2 Ocak 2012 Pazartesi

storyteller

küçük bir çocukken, ileride ne olacağımı merak eder ve güdümsüz tahminler yürütmeye çalışırdım. araba tasarımıyla aklımı kaybettiğim, dosya kağıtlarını doldurduğum ve hatta mimarlık fakültesindeki proje dersinde bile bir köşeye geçip araba çizdiğim zamanlar oldu fakat araba tasarımına olan ilgimi sonsuza kadar kaybetmem yeni bir olay değil. ehliyetim yok, trafiğin ise organize cinnet olduğunu düşünüyorum. kavşaklar, ara yollar, u dönüşleri, hız, sinyal, dikiz derken dikkatim tamamen kayboluyor. çocukluğumdan beri yaptığım gibi sol arkada oturuyor ve pencereden dışarıyı seyrediyorum. geçip giden ağaçlara, tarlalara, varsa yıldızlara yoksa da evlere bakıyorum. zihnim, arabanın önünde ilerliyor ve ben onu takip ediyorum. bir kitabın sayfasında hayat bulan roman karakteri gibi hissediyorum günlerim arttıkça, hemen her şeyi yazmaya değer buluyor ve bir kenara kaydediyorum. yazdıkça gerçeği kaybediyor, yeniden buluyor ve ellerimle şekil veriyorum. yazdıkça geçmişteyim, düşledikçe de gelecekte. ışık hızıyla giden bir arabanın sol arka tarafındaki koltukta paniğe kapılmadan oturuyor ve hikaye anlatmanın ne kadar büyüleyici olduğunu düşünüyorum.

bu sabah annem, teyzem ve nenem ile kış güneşinin aydınlattığı bir masanın etrafında kahvaltı ederken 1960'ların başından bahsediyorduk. terzilik yapan dedem, işçi olarak amerika'ya kabul ediliyor fakat nenem, dedemden başka kimsesi olmadığı için buna izin vermiyor. gemiyle haftalarca sürecek bir yolculuğun onu bir daha geri getirmeyecek olmasından endişe ediyor. plana göre dedem gidecek, sonra da nenem ve iki kızını da amerika'ya getirdikten sonra yeni bir hayata başlayacaklar fakat nenem, gördüğü rüyanın etkisiyle yalvar yakar ikna ediyor dedemi. tek bir rüya her şeyi değiştiriyor sonra, iyice yerleşik hayata geçip dönem koşullarının da etkisiyle altısı kız olmak üzere sekiz tane çocuk yapıyorlar. ne amerika ne de başka bir ülke. zamanla evlenen çocuklar ve torunlar. zamanla evlenen torunlar ve yeni çocuklar. zamanla kayıp giden yıldız parıltısında çocuklar.

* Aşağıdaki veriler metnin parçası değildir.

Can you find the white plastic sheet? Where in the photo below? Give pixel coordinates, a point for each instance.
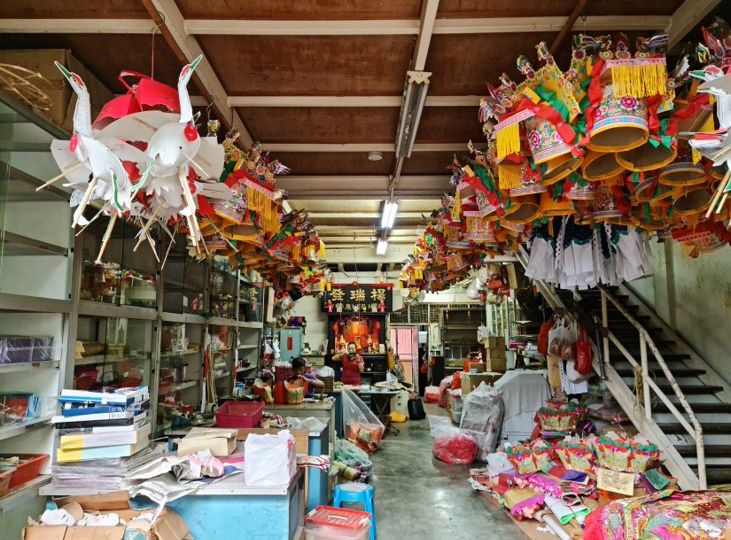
(269, 460)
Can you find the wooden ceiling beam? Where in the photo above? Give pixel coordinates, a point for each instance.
(494, 25)
(341, 101)
(167, 15)
(687, 17)
(364, 147)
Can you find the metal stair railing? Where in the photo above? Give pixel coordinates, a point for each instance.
(691, 424)
(626, 396)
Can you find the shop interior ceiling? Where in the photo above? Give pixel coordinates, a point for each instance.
(320, 83)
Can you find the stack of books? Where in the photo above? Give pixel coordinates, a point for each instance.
(101, 436)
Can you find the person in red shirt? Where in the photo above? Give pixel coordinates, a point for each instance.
(353, 365)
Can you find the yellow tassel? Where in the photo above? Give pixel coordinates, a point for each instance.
(639, 81)
(508, 140)
(509, 177)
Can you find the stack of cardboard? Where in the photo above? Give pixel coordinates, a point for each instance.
(495, 356)
(101, 436)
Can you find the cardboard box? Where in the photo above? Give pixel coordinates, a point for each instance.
(496, 360)
(301, 438)
(168, 526)
(220, 441)
(494, 342)
(470, 381)
(63, 98)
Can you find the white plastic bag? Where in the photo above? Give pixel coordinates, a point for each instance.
(482, 417)
(269, 460)
(360, 424)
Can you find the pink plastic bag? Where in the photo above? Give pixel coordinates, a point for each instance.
(459, 449)
(431, 394)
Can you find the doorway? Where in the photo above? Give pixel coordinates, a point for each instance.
(405, 343)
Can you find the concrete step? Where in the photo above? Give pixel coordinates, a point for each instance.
(709, 428)
(657, 371)
(716, 450)
(698, 408)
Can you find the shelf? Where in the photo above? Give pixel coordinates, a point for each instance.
(183, 318)
(184, 385)
(14, 368)
(17, 495)
(97, 309)
(21, 302)
(10, 431)
(97, 359)
(19, 245)
(178, 354)
(245, 369)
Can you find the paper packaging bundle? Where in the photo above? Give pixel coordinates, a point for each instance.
(622, 453)
(269, 460)
(220, 441)
(576, 453)
(168, 525)
(531, 456)
(560, 416)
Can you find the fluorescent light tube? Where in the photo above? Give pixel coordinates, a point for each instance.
(390, 208)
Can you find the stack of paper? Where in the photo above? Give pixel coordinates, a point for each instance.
(102, 425)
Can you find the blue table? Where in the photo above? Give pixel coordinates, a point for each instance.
(230, 510)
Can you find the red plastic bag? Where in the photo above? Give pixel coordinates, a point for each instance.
(459, 449)
(543, 337)
(583, 354)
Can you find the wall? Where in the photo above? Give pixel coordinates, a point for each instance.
(693, 296)
(309, 307)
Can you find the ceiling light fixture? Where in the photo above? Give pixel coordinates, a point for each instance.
(417, 85)
(388, 216)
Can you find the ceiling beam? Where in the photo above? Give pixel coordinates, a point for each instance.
(426, 28)
(76, 26)
(687, 17)
(494, 25)
(172, 25)
(363, 147)
(341, 101)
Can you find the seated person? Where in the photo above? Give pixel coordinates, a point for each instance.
(301, 371)
(353, 365)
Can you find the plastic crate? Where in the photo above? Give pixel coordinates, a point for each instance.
(28, 469)
(239, 414)
(329, 523)
(5, 478)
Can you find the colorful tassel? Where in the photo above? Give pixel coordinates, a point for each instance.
(639, 81)
(509, 177)
(508, 140)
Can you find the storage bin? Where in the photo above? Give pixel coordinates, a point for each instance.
(329, 523)
(239, 414)
(29, 467)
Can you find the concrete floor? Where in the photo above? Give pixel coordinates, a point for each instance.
(418, 496)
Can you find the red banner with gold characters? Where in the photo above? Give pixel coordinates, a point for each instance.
(357, 298)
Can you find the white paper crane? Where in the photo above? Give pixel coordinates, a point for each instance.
(717, 146)
(91, 167)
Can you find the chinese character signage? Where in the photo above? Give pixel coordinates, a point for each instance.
(357, 298)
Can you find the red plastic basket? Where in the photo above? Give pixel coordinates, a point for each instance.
(239, 414)
(29, 469)
(339, 518)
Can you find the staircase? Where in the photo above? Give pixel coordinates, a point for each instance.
(681, 404)
(684, 407)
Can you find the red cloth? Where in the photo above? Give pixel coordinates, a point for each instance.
(351, 373)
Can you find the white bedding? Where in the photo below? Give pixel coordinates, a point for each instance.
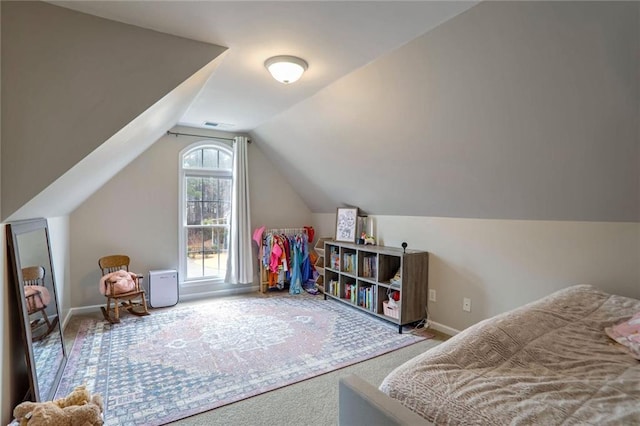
(547, 363)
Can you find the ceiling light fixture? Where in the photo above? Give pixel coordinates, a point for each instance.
(286, 69)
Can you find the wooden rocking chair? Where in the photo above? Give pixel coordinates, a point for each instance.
(134, 300)
(38, 298)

master of the wind dinliyorum; kardeşimin odasında ve onun masasındayım. biraz önce mutfağa birkaç portakal yemeye gittiğimde, evin önünden denize uzanan yola baktım. üçüncü kilometresinde kavşağa yaklaşan fakat o kavşağı ardında bırakamayan kardeşimi düşündüm. kırmızı ışıkta geçip canımın hayatına mal olan herifi düşündüm, tanrı'yı ve adalet hakkında ne düşündüğü düşündüm. cevabı, manowar "there the road begins, where another will end" olarak verdi. portakal yedikten sonra kafamı sol tarafa çevirdim ve orada çam ağaçlarıyla kaplı bir dağ gördüm. dağın yamacında mezarlık vardı ve kardeşim de oradaydı. bir noktada kaza olmuştu, diğer noktada mezar vardı ve üçüncü noktanın üzerinde de ben duruyordum. eşkenar üçgendik; benim kardeşime olan uzaklığım ile, ölümün bana olan uzaklığı aynıydı. ilahi bir geometrinin ucunda dışarıyı seyrediyor ve devam eden hikayemi düşünüyordum. kahve yapmak istemediğime karar verdikten sonra odama dönerken willy aradı. birkaç saat önce konuşmuş olmamıza rağmen yeniden arıyorsa bir problem vardı ve willy problemlerden de geri kalan her şeyden olduğu gibi pek hoşlanmazdı. 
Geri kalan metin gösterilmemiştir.